The Messalonskee girls lacrosse team celebrates after it defeated Massabesic 7-6 in the Class A state final on June 18, 2016, at Fitzpatrick Stadium in Portland. Kennebec Journal photo by Joe Phelan

“I just remember being so nervous,” Turner added. “We were like, ‘Oh my goodness, this is our chance.’ We were great. Me and Lydia Dexter, we always had each other’s back where we’d just look at each other and be like ‘We got this.’ That was all we did, we looked at each other and went ‘We’re going to do it.'”

Early on, it didn’t look like the Eagles had it. Massabesic jumped out to an early 4-0 lead, before Pickett and Dexter scored to cut the deficit to 4-2 at halftime. Down 6-3 with just over 12 minutes remaining in regulation, the Eagles found an extra gear, along with two goals from Dexter and a score from Turner, to tie the game 6-6 and send it into overtime.
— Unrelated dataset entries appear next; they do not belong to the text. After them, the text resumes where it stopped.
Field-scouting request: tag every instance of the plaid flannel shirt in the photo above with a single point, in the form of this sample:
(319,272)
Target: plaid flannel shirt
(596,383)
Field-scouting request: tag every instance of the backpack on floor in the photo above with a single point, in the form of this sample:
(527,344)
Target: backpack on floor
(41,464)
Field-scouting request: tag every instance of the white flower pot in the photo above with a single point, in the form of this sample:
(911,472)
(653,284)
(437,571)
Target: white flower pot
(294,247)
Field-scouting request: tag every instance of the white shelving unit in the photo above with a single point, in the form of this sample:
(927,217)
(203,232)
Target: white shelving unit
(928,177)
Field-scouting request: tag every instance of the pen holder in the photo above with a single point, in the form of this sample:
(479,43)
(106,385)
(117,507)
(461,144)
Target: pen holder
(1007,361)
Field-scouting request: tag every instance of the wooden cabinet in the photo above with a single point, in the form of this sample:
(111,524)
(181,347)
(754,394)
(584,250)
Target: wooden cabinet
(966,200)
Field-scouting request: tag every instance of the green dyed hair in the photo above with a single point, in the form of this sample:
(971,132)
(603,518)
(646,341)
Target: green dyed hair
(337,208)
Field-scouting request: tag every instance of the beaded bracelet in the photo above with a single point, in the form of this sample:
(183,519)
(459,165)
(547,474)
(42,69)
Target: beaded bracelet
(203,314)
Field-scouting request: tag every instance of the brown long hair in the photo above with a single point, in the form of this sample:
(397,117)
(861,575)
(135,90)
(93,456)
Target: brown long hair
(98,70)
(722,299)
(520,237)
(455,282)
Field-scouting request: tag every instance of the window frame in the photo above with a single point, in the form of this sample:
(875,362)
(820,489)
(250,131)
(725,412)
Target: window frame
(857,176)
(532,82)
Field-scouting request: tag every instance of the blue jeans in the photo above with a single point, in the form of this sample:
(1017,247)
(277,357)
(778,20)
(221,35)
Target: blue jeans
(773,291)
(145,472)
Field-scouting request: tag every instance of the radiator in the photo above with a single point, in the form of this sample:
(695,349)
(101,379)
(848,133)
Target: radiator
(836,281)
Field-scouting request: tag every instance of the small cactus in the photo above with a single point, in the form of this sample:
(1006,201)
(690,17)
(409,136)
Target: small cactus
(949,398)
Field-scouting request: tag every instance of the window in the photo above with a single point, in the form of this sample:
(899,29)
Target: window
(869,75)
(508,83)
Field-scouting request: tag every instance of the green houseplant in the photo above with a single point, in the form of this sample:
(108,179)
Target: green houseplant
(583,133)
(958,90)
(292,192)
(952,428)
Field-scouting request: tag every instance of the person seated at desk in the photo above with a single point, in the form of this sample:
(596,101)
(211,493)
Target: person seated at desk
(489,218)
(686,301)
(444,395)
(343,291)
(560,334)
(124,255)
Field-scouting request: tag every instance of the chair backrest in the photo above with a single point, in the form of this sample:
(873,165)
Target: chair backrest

With less than two minutes remaining in overtime, St. Pierre found an opening in the Massabesic defense. Turner was able to hit her with a pass, which St. Pierre sent into the net to secure the program’s first state title.

“The biggest thing in overtime was possession, and not wanting to lose possession,” St. Pierre said. “I always kind of found my spot that I always liked to hang around was behind the net, and we would kind of move around, move the ball around. I remember seeing Ally and just looking around, because (Massabesic) had such a tight defense, they had no mercy with their defense, they were on you like flies. But when I looked around and saw that I had that one moment of no one being on me, I just saw Ally and that was it.

“I think it’s funny, because literally the game before, my coach said to us not take a shot from that angle. It was almost parallel to the goal, and she said ‘Do not take a shot from this angle.'”

It was the only shot St. Pierre took in the game, and the final of her career.

“If I had to choose and if I had to picture beforehand the way I wanted to end it, it would probably be that way,” St. Pierre said. “I can’t really complain.”

“(The celebration) was magical, it was surreal, all of those cliche things that a state championship is,” Pullen added. “I think more than anything, because of those firsts, and because it was a program that I played for back in the day, where I got my start as a player. There was just so much pride in how far the program had come over the years and so much pride I had in my team of 18, fighting tooth and nail. And pride in how much heart they showed in coming from behind. The feeling that you get of ‘Wow, this team is really one of those that you’re going to remember for a long time,’ because there were so many special individuals and that cohesion as a team.”

It was also emotional for Pullen, who knew going into the game it would be her last at Messalonskee, as she had accepted a job at Falmouth.

“It was bittersweet,” said Pullen, who has gone on to win two more Class A titles (2018, 2019) with the Yachtsmen. “As much as I was so proud of them and so elated and so happy, it was so ‘Wow, did I really make a decision to leave all this behind?’ Just when they’re hitting their stride, I worked so hard over the past five years to get the program to this point. But as much as I could make it OK to leave, the thing that did was I felt like I was leaving it in (Crystal Leavitt’s) very capable hands.”

Massabesic would get its revenge the following season, topping the Eagles 13-4 in the state final. But for one magical season, a small but talented program was the best in Maine.

“We were told all season that we’re only good because we’re in the North,” Turner said. “‘The North is not as good as the South, the North is not as good as the South.’ You hear it over and over. No, that’s not right, we’re just as good as anybody else. After that game, we were so, ‘Ha, we proved you wrong.’ It felt really good.”